Per limitarle è possibile:
modificare automaticamente il soggiorno minimo;
offrire una promozione specifica;
consentire arrivi in giorni normalmente esclusi;
contattare gli ospiti già prenotati proponendo di anticipare o prolungare il soggiorno;
utilizzare strumenti di gestione del calendario;
evitare restrizioni eccessive sui giorni di check-in e check-out.
La gestione delle finestre deve comunque considerare il costo operativo. Riempire una sola notte può non essere conveniente se richiede pulizie, lavanderia e check-in dedicati.
Le comunicazioni dovrebbero essere:
rapide;
personalizzate;
complete;
professionali;
coerenti con le informazioni dell’annuncio.

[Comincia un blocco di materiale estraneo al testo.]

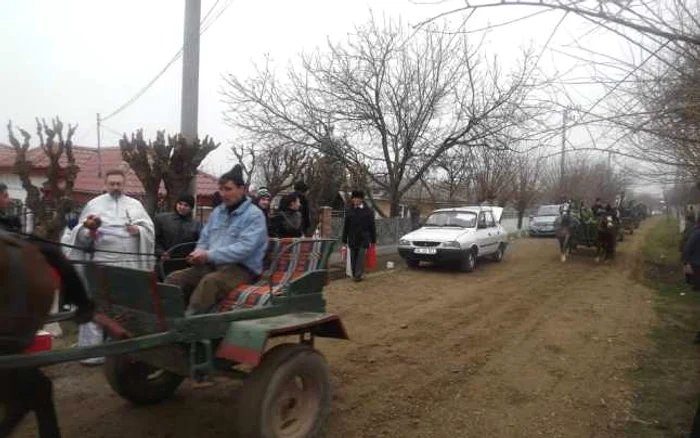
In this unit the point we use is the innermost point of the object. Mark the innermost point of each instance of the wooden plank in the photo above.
(133, 289)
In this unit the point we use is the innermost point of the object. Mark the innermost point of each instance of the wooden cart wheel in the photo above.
(139, 382)
(287, 396)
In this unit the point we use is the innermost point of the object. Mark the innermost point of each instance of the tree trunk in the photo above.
(521, 213)
(395, 207)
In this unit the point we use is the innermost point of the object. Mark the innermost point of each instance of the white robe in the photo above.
(116, 214)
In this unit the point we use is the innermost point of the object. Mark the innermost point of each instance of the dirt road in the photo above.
(526, 348)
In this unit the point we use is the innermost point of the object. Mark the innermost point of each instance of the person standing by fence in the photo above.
(359, 232)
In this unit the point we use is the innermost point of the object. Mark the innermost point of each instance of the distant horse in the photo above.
(567, 224)
(26, 295)
(607, 237)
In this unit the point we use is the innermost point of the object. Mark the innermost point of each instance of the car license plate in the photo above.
(425, 251)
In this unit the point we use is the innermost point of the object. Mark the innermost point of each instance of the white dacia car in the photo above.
(456, 235)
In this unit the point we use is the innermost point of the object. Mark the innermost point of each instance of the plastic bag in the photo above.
(371, 259)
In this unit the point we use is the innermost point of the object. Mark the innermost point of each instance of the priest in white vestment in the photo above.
(118, 223)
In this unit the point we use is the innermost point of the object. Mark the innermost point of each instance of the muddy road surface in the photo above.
(526, 348)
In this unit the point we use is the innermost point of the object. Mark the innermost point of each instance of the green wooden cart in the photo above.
(152, 347)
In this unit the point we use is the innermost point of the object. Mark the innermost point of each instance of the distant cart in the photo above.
(153, 347)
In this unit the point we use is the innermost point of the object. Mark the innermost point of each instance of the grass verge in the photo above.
(668, 377)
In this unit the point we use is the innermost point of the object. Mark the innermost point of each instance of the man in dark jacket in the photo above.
(175, 228)
(300, 188)
(691, 255)
(358, 232)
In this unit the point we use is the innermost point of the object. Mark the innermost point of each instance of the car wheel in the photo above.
(468, 262)
(498, 256)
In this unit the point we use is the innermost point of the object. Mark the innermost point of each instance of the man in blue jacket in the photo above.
(229, 251)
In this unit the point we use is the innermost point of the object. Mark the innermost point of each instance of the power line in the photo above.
(174, 59)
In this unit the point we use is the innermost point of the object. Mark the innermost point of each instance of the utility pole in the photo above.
(99, 146)
(190, 77)
(562, 160)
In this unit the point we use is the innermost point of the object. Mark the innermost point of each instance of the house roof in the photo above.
(88, 180)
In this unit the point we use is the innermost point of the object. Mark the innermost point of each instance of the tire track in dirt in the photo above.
(522, 307)
(528, 347)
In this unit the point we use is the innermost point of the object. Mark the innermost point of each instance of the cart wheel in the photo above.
(139, 382)
(287, 396)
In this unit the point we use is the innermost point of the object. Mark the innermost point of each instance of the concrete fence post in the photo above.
(325, 227)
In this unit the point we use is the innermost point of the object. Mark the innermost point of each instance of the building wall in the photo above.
(14, 185)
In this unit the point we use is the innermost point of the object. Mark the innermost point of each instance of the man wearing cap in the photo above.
(230, 249)
(359, 232)
(263, 199)
(176, 227)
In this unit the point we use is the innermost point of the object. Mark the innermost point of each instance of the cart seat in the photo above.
(295, 266)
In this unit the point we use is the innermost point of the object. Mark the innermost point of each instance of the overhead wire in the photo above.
(167, 66)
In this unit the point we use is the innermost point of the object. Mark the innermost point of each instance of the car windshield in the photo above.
(548, 210)
(462, 219)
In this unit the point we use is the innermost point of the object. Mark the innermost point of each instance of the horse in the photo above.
(26, 295)
(606, 238)
(567, 223)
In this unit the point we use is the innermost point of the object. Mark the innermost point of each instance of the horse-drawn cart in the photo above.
(152, 347)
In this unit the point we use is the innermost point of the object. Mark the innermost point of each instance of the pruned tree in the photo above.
(173, 163)
(181, 169)
(585, 178)
(527, 184)
(402, 99)
(245, 155)
(148, 160)
(280, 166)
(495, 172)
(51, 203)
(457, 173)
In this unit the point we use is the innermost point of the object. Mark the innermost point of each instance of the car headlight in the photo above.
(452, 244)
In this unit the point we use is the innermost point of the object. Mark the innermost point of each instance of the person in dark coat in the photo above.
(597, 207)
(358, 232)
(691, 262)
(176, 227)
(262, 200)
(288, 222)
(300, 188)
(691, 255)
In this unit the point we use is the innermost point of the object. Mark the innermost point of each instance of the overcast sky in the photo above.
(75, 58)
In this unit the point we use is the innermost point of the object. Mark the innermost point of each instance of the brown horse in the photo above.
(26, 295)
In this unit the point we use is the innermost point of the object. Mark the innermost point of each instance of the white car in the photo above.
(456, 235)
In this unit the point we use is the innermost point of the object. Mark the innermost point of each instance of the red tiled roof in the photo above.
(88, 180)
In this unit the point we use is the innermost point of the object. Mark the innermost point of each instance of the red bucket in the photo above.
(43, 341)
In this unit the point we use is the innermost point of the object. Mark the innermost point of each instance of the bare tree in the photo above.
(246, 157)
(49, 204)
(148, 160)
(402, 99)
(280, 166)
(495, 174)
(527, 184)
(173, 163)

È utile predisporre modelli per le domande più frequenti, evitando però risposte fredde o totalmente standardizzate.
L’automazione può essere impiegata per fornire immediatamente informazioni di base, mentre le richieste particolari dovrebbero essere gestite da un operatore.

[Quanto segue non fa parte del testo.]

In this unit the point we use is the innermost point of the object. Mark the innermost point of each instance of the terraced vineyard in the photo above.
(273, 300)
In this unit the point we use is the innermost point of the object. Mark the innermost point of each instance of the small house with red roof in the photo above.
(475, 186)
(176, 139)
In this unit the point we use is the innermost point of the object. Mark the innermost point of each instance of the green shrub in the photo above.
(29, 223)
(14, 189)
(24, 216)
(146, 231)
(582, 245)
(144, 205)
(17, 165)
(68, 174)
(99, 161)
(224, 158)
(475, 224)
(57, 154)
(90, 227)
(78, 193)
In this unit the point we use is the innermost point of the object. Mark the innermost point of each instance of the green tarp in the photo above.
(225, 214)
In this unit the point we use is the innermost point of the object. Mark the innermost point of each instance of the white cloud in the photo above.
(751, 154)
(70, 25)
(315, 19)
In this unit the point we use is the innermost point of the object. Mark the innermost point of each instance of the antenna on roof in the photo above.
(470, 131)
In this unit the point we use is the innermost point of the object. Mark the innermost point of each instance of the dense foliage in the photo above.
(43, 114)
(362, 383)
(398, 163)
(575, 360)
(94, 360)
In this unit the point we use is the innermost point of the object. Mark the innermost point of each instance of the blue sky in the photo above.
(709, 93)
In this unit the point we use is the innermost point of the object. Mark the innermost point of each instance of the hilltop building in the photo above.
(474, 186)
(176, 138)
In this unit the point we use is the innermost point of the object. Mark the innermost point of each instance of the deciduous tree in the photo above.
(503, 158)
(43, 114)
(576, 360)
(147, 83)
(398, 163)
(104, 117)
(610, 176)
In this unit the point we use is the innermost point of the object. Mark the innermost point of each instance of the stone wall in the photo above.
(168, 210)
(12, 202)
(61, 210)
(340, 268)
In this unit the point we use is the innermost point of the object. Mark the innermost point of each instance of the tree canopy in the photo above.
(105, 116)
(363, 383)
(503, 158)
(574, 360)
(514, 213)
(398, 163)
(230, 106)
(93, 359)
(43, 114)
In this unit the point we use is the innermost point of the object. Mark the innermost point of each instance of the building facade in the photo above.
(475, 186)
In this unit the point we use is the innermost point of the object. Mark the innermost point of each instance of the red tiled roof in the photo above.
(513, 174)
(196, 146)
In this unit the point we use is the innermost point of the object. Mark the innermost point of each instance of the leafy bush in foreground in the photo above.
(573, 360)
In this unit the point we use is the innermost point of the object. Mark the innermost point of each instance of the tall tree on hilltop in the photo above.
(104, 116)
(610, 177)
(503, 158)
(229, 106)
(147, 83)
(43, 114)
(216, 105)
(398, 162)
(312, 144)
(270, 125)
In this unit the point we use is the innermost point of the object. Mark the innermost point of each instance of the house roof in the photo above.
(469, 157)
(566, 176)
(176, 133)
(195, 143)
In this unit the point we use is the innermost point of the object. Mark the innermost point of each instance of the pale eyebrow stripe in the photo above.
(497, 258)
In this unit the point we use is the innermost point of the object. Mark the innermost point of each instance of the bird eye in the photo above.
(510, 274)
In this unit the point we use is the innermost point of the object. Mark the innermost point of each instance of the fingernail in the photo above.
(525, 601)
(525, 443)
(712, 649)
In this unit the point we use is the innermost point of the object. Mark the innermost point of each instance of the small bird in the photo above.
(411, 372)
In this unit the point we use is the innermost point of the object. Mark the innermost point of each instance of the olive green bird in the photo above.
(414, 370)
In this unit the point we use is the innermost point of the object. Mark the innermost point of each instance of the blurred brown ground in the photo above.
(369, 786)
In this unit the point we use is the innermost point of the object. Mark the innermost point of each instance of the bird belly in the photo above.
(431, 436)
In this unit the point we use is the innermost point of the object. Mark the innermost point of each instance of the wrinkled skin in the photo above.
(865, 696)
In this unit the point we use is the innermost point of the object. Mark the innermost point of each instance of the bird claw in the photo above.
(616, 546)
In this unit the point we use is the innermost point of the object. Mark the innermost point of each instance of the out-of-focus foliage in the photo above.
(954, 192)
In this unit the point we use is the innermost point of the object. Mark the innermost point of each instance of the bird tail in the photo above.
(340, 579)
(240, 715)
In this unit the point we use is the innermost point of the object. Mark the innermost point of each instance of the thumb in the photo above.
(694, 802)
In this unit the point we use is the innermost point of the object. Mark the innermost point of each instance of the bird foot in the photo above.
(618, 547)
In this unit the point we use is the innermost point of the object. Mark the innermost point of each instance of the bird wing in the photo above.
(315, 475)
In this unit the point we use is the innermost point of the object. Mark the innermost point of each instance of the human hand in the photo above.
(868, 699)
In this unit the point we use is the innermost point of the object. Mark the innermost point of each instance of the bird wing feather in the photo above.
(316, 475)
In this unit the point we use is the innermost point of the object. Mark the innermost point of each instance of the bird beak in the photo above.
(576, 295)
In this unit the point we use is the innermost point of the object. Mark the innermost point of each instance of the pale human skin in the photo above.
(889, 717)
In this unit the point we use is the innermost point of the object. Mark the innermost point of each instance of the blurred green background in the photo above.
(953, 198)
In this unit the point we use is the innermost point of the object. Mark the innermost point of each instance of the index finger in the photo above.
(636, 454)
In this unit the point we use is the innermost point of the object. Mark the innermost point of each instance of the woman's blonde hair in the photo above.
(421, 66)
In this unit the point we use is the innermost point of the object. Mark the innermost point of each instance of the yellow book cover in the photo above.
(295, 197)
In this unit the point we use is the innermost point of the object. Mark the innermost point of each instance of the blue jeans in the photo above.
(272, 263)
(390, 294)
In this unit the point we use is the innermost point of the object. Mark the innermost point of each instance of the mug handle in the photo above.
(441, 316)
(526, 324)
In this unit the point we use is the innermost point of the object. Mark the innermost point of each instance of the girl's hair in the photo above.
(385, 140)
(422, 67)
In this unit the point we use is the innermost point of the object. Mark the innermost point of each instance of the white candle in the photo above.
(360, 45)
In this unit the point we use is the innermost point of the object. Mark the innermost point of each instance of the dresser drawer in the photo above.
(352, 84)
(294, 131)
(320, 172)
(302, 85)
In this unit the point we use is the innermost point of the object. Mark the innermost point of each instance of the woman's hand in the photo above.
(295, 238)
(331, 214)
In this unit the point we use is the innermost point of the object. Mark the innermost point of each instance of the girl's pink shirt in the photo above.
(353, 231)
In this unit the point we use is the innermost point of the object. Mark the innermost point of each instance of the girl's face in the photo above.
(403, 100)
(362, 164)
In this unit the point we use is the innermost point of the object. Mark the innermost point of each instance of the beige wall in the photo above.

Oltre ai principali portali generalisti, una struttura può essere pubblicata su:
portali specializzati per famiglie;
siti dedicati agli animali;
portali per soggiorni business;
piattaforme per affitti mensili;
portali di turismo rurale;
siti dedicati al turismo di lusso;
piattaforme per gruppi;
portali locali o tematici.
La distribuzione multicanale richiede però un sistema centralizzato per sincronizzare prezzi e disponibilità. Senza un channel manager aumenta il rischio di:
doppie prenotazioni;
tariffe incoerenti;
calendari non aggiornati;
errori nelle restrizioni;
perdita di tempo operativo.
Non è necessario pubblicare l’alloggio ovunque. È preferibile scegliere i canali più adatti al target e monitorarne la redditività.
Un sistema di prenotazione diretta dovrebbe includere:
sito veloce e utilizzabile da smartphone;
calendario aggiornato;
prezzi trasparenti;
booking engine;
pagamenti sicuri;
condizioni di cancellazione chiare;
fotografie professionali;
recensioni;
informazioni sulla destinazione;
assistenza facilmente raggiungibile.
Per incentivare la prenotazione diretta si possono offrire vantaggi che non riducano eccessivamente il prezzo:
check-out posticipato;
welcome kit;
parcheggio incluso;
cancellazione più flessibile;
piccolo sconto;
servizio aggiuntivo;
assistenza personalizzata.
La raccolta dei contatti degli ospiti, nel rispetto della normativa sulla privacy, consente inoltre di sviluppare attività di fidelizzazione e remarketing.
Una politica molto rigida può ridurre il numero di prenotazioni. Una politica troppo flessibile può aumentare le cancellazioni.
È possibile differenziare le tariffe offrendo:
una soluzione flessibile a prezzo più alto;
una soluzione parzialmente rimborsabile;
una tariffa non rimborsabile più conveniente.
Anche la qualità delle informazioni riduce le cancellazioni. L’ospite dovrebbe conoscere prima della prenotazione:
posizione esatta o area precisa;
servizi inclusi;
costi aggiuntivi;
regole della casa;
modalità di accesso;
disponibilità del parcheggio;
presenza di scale;
orari di check-in e check-out.
Più l’annuncio è trasparente, minore è il rischio di incomprensioni.